The effect of nutritional risk and Acute Physiology and Chronic Health EvaluationⅡ on the prognosis of critically ill patients
10.3760/cma.j.issn.1672-7088.2016.13.001
- VernacularTitle:营养风险及急性生理学与慢性健康状况评分与危重症患者预后的关系
- Author:
Xiuchuan LI
- Publication Type:Journal Article
- Keywords:
Prognosis;
Critically illness;
Nutritional risk;
Acute Physiology and Chronic Health EvaluationⅡ;
Nutrition index
- From:
Chinese Journal of Practical Nursing
2016;32(13):961-964
- CountryChina
- Language:Chinese
-
Abstract:
Objective To explore the effect of nutritional risk and Acute Physiology and Chronic Health Evaluation Ⅱ(APACHEⅡ) on the prognosis of critically ill patients. Methods From January 2014 to November 2015, 138 critically ill patients were screened using Nutritional Risk Screening 2002 (NRS-2002) in intensive care unit (ICU) of our hospital. APACHEⅡand nutritional status of the patients were measured at the same time. Patients were divided into the survival group and death group according to the prognosis,the NRS-2002, nutritional status and APACHEⅡscores were compared between the two groups.The effect of NRS-2002 and APACHEⅡon the prognosis of critically ill patients was analyzed. Results Of 138 critically ill patients, 131 cases were found nutritional risk and 82 patients survived (62.60%) ,7 cases were found without nutritional risk and 5 patients survived,There were no significant differences in survival rate of both groups(P=0.714). The APACHEⅡscores in the nutritional risk group were (22.14 ± 6.86) points, which were obviously higher than those of non-nutritional risk group(5.80 ± 1.90)points. There were significant differences(t′=17.47,P<0.01). The RBC, HGB and ALB of patients in the death group were(3.18±0.31)×1012/L,(104.00±12.83)g/L and(28.54±3.83)g/L,respectively, which were significantly lower than those of the survival group, that were(3.52±0.53)×1012/L,(118.00±16.32)g/L and(31.44±4.81)g/L ,respectively.
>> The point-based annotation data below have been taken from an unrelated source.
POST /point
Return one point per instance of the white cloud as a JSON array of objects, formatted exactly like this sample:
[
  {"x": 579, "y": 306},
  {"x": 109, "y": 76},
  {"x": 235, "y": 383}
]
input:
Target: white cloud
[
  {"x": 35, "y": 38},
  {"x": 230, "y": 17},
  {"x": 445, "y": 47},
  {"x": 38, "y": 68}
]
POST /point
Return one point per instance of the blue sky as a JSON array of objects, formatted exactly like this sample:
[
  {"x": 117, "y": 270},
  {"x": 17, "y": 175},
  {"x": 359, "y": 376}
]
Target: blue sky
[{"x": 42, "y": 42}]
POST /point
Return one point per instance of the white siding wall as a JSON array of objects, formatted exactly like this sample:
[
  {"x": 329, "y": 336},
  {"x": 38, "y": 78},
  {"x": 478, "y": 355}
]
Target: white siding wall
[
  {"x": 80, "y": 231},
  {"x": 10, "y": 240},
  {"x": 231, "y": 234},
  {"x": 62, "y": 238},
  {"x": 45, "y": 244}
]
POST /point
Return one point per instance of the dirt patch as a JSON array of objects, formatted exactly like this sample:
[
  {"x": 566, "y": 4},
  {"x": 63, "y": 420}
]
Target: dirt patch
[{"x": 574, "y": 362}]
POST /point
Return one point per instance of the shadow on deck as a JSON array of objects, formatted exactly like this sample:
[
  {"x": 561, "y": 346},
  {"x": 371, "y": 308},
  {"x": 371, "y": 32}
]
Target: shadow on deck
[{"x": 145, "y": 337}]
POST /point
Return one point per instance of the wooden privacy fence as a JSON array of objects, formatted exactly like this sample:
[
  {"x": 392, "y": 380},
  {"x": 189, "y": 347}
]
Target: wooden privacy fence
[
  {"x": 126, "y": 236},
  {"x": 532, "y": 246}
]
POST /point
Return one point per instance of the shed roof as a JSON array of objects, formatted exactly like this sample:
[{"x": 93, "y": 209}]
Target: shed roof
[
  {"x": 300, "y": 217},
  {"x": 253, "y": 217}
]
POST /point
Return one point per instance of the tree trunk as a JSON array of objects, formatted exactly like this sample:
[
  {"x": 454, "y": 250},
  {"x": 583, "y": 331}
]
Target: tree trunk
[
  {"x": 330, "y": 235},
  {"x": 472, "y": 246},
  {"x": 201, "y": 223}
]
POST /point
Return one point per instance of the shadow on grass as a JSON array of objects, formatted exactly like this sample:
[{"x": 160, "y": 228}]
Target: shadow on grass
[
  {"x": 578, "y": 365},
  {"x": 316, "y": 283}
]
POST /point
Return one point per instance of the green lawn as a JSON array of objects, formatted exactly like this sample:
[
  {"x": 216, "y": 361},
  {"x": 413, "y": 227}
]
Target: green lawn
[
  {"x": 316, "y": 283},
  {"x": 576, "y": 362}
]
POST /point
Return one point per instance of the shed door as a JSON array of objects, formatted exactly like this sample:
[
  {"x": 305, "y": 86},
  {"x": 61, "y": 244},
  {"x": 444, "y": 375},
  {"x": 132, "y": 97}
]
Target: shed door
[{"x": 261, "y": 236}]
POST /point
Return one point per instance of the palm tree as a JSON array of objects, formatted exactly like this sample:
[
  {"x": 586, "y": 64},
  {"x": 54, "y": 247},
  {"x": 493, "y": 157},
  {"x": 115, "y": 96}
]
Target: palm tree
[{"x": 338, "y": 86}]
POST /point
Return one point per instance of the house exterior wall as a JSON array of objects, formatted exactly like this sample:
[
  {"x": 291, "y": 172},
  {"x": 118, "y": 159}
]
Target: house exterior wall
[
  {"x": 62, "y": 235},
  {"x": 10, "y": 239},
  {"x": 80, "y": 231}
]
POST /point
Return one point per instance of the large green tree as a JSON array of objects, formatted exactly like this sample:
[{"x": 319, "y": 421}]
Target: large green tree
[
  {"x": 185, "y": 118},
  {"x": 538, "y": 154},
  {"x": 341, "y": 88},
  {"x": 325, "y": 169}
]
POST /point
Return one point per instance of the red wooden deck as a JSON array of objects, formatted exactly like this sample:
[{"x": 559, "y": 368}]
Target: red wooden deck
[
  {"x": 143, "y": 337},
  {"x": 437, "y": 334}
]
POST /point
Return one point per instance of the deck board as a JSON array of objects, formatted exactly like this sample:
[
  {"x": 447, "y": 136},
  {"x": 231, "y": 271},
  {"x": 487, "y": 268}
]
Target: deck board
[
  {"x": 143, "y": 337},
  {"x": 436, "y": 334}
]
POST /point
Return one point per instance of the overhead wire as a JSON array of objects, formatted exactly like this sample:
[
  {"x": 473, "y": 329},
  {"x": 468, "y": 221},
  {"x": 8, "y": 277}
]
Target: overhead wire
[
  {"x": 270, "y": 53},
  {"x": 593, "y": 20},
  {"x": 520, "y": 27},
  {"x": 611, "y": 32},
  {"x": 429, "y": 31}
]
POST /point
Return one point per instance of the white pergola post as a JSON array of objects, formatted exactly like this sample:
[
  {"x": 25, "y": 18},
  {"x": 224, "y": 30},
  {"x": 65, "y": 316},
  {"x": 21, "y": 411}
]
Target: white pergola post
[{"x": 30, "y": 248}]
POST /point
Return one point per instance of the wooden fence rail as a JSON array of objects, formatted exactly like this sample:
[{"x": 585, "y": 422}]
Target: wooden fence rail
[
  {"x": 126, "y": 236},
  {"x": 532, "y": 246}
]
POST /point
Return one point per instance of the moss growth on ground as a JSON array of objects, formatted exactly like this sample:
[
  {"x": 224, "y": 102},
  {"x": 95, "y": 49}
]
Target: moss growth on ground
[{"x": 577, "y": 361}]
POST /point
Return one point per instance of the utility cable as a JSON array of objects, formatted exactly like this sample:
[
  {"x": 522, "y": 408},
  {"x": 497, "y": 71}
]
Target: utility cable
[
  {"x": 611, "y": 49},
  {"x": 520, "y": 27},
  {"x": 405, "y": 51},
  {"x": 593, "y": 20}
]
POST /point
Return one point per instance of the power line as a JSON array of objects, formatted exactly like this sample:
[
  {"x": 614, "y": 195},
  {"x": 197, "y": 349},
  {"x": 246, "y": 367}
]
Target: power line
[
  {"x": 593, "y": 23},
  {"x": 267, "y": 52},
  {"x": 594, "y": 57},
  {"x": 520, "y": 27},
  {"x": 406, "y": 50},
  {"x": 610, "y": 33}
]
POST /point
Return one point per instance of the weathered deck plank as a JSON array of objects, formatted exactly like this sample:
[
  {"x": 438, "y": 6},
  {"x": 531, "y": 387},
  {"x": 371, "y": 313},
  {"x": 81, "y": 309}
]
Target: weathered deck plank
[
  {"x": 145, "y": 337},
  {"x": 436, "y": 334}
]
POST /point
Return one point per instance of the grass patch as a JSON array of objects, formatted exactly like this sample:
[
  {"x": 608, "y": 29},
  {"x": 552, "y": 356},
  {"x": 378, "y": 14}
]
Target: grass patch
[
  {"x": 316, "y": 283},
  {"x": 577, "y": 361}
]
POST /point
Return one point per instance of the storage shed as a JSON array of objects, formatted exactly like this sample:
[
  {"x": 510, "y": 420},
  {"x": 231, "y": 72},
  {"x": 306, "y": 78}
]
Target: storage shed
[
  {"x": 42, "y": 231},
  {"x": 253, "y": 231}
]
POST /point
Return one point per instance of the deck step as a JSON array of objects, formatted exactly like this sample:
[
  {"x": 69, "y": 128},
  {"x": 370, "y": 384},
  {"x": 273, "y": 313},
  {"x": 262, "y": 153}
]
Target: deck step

There were significant differences(t/t′=3.67-4.75,P<0.01). The CRP of patients in the death group were(88.59 ± 19.24)mg/L,which were obviously higher than those of the survival group(44.36±17.88)mg/L. There were significant differences(t=13.67,P<0.01), while there were no significant differences for TLC in two groups(P>0.05).Logistic regression analysis showed APACHEⅡ, nutritional risks, RBC,HGB,ALB and CRP were all the risk factors for the prognosis of critically ill patients(P<0.01), while APACHEⅡ, RBC, nutritional risks and ALB were the leading influencing factors. Conclusions There exists higher nutritional risks among the critically ill patients. APACHEⅡ, RBC, nutritional risks and ALB should be given more attention when they are admitted in the ICU. Patients′nutritional status should be comprehensively evaluated and the prognosis of the patients should be predicted.